Project supported by the National Natural Science Foundation of China (Grant Nos. 11405041, 61405240, 61077070, 61177086, 51002181, and 61177084), the Scientific Research Starting Foundation for New Teachers of Nanjing University of Posts and Telecommunications (NUPTSF) (Grant No. NY214159), and the Research Center of Optical Communications Engineering & Technology, Jiangsu Province, China (Grant No. ZSF0401).


In this work, the fabrication and optical properties of a planar waveguide in a neodymium-doped calcium niobium gallium garnet (Nd:CNGG) crystal are reported.

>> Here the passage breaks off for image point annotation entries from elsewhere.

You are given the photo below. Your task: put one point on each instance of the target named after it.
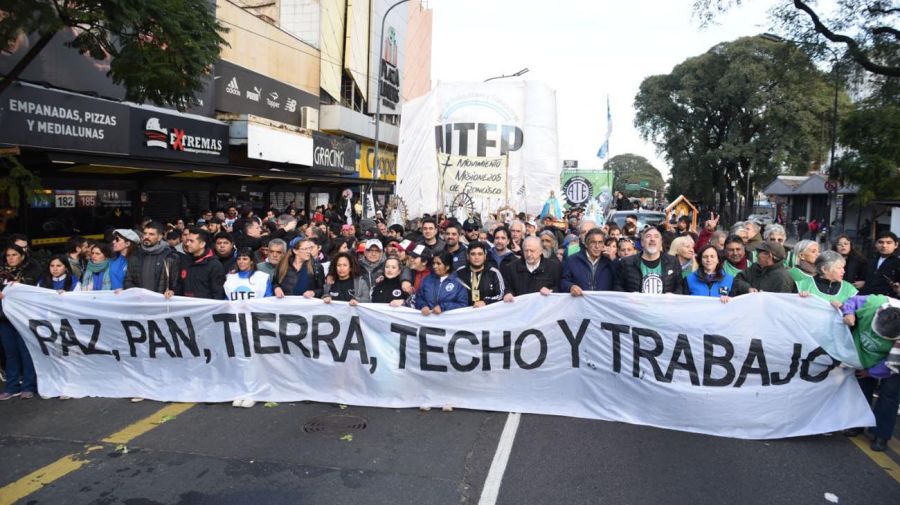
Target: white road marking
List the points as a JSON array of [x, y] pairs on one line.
[[498, 466]]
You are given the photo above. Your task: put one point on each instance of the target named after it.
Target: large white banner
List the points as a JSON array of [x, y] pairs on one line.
[[480, 120], [754, 368]]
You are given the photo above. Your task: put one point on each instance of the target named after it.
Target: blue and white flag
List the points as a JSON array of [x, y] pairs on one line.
[[604, 149]]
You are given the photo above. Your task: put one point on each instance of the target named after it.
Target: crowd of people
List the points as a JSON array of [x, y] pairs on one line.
[[437, 264]]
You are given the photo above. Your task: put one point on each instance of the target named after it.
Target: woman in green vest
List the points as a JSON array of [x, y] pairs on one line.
[[828, 283], [806, 252]]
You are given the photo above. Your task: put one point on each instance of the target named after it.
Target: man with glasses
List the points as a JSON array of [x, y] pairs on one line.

The waveguide is produced by proton (H+) implantation at 480 keV and a fluence of 1.0×1017 ions/cm2. The prism-coupling measurement is performed to obtain the dark mode of the waveguide at a wavelength of 632.8 nm. The reflectivity calculation method (RCM) is used to reconstruct the refractive index profile. The finite-difference beam propagation method (FD-BPM) is employed to calculate the guided mode profile of the waveguide. The stopping and range of ions in matter 2010 (SRIM 2010) code is used to simulate the damage profile induced by the ion implantation. The experimental and theoretical results indicate that the waveguide can confine the light propagation.

1. Introduction

Neodymium-doped calcium niobium gallium garnet (Nd:CNGG) is a kind of attractive laser crystal suitable for direct diode-pumping. It is a cubic crystal and belongs to the class of disordered crystal.[1] The crystal possesses the advantages of both Nd3+-doped glass and ordered crystals in some respects.[2] For example, it has a higher thermal conductivity than Nd3+-doped glasses and a broader pump absorption band than Nd3+-doped ordered crystals (such as Nd:YAG).[3] In view of the excellent optical properties, the Nd:CNGG crystal is a suitable candidate for fabricating a laser waveguide.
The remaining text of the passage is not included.